8.3.13

"Mary Reilly"


Last night I literary stumbled upon a movie I have not seen previously before - "Mary Reilly" - one of those movies that somehow slipped under my attention,God knows was it because my nomadic lifestyle, constant moving & traveling or simply I was not attracted by main actors, however now I gave it a chance and surprisingly found myself mulling it over in my head even this morning.
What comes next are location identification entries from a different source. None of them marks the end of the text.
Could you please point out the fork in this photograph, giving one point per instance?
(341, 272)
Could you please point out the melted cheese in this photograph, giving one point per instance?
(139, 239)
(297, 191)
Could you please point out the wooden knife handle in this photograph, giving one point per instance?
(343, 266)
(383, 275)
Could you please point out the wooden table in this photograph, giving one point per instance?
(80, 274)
It is a interesting re-telling of a famous 1886. novel "Strange Case of Dr. Jekyll and Mr.Hyde" by Robert Louis Stevenson that was a huge bestseller in its time and supposedly freaked out even Queen Victoria - a case of split personality (good and evil in one body) later celebrated trough theatre and movie adaptations - each time a new re-telling would move away a little bit further from the original so today it seems nobody is aware of a main twist in a story, that not until very end we find out that both Dr.Jekyll and Mr.Hyde are in fact one person. This is the way novel was written originally and it was the main mystery of the story - later in theatre and in the movies the role would have been played by the same actor so with time it has lost its element of initial surprise.

Back to the movie. 
It is a re-telling so of course we approach the story from a completely different angle - in fact, several main characters from the novel are completely erased here (Dr.Lanyon, Mr.Utterson) or some other like Mr.Enfield are shown in a second. This movie is all about the story as seen from a perspective of a "maid" (who was completely in the background of the novel) and it also gives an interesting starting point to other,future movie adaptations of the famous literary classics where we could possibly follow the story as re-told by other characters. No wonder Disney is just around the corner with another adaptation as told by Dr.Jekyll's little dog, few mouses and a street cat. 
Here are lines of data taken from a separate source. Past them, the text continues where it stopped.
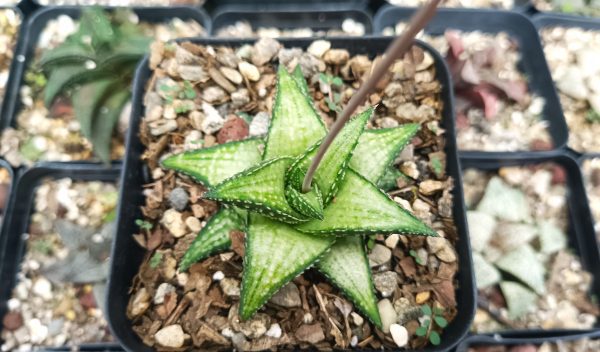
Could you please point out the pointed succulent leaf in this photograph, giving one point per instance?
(87, 100)
(377, 149)
(388, 181)
(308, 204)
(295, 125)
(299, 78)
(96, 24)
(332, 168)
(346, 265)
(362, 208)
(67, 53)
(59, 79)
(522, 263)
(275, 254)
(214, 164)
(260, 189)
(213, 238)
(105, 121)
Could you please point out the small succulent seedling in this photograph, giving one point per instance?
(155, 260)
(144, 225)
(333, 99)
(429, 317)
(94, 67)
(287, 230)
(592, 116)
(416, 257)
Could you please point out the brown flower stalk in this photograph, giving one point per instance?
(397, 49)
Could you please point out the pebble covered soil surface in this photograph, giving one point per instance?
(591, 175)
(494, 109)
(583, 345)
(54, 133)
(496, 4)
(230, 94)
(243, 29)
(572, 55)
(5, 182)
(526, 275)
(61, 282)
(9, 28)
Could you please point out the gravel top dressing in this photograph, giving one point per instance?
(526, 275)
(58, 298)
(204, 96)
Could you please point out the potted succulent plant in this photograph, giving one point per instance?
(214, 252)
(74, 55)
What I really enjoyed about the movie was the way certain long gone era was brought to screen - everything is happening in a scary, grey, cloudy and misty city bustling with ugliness, nasty screaming people, dirt everywhere except in a Dr. Jekyll's clean house that must have been seen as a elegant Haven to poor servant Mary Reilly. Of course the house itself is not so safe as we find out later, neither it has a particularly happy atmosphere - five servants are working hurriedly and silently around Dr.Jekyll, running up and down the stairs for him, polishing his shoes,ironing his shoe laces and what not. But I was fascinated with a clever way movie makers reconstructed the whole victorian era without showing anything particularly historic - we simply know when the story is happening without seeing much. The costumes, the furniture, occasional horse carriage, inside of a whorehouse, everything was done by perfection. The way house servants are silently and submissively working around the "master" carefully avoiding expressing their humble opinions, clear fear of losing the job that hangs above Mary Reilly's head as she works from the early hours up to the evenings, the little details thrown here and there, I found them excellent. 

Naturally as the movie was made relatively recently, it had to hint to Mary's troubled background - of which Stevenson never bothered to mention as he only wrote about doctors, politicians and aristocracy - script writers were inspired to guess she must have been impoverished and tortured (movie hints, abused) child who escaped poverty and probable death from starvation with life in permanent work (" in service") and would do anything to stay safely indoors. As shown in the movie, Mary Rilley is a little bit too delicate to really be a house servant - if she was really a child from the streets who survived by her own wits, she would have been more similar to brassy servant who sleeps in the same bed with her, not a genteel servant who is shocked to walk in the streets and can hardly wait to came back in the house. 

The main reason why I avoided this movie for such a long time were main two actors about who were so omnipresent in the cinema for the last several decades that I lost any interest to ever see them again. Sorry Julia Roberts and John Malkovich but its a clear case of overkill. At certain point it really felt like I can't see the movie without at least one of them playing in it. And yes, they are famous and celebrated and its all right but please move over and give a chance to somebody else. So I approached the movie with certain suspicion but it turned out fine - as I said earlier, the costumes and atmosphere (perpetual fog) made it up for everything else. I could think about hundred other actors in the places of genteel, aristocratic and melodramatic Julia Roberts (highly unlikely house servant) or nervously twitching Malkovich but supporting actors were fine and I was delighted with scene stealing cameo by Glenn Close who put more spirit and humor in her five minutes on the screen that both main actors together in a whole movie. It is a interesting gothic thriller and I could easily recommend it even if it lays too heavily on big budget Hollywood stars - but ideas in the script were interesting and I loved a fresh look at the old literary classic.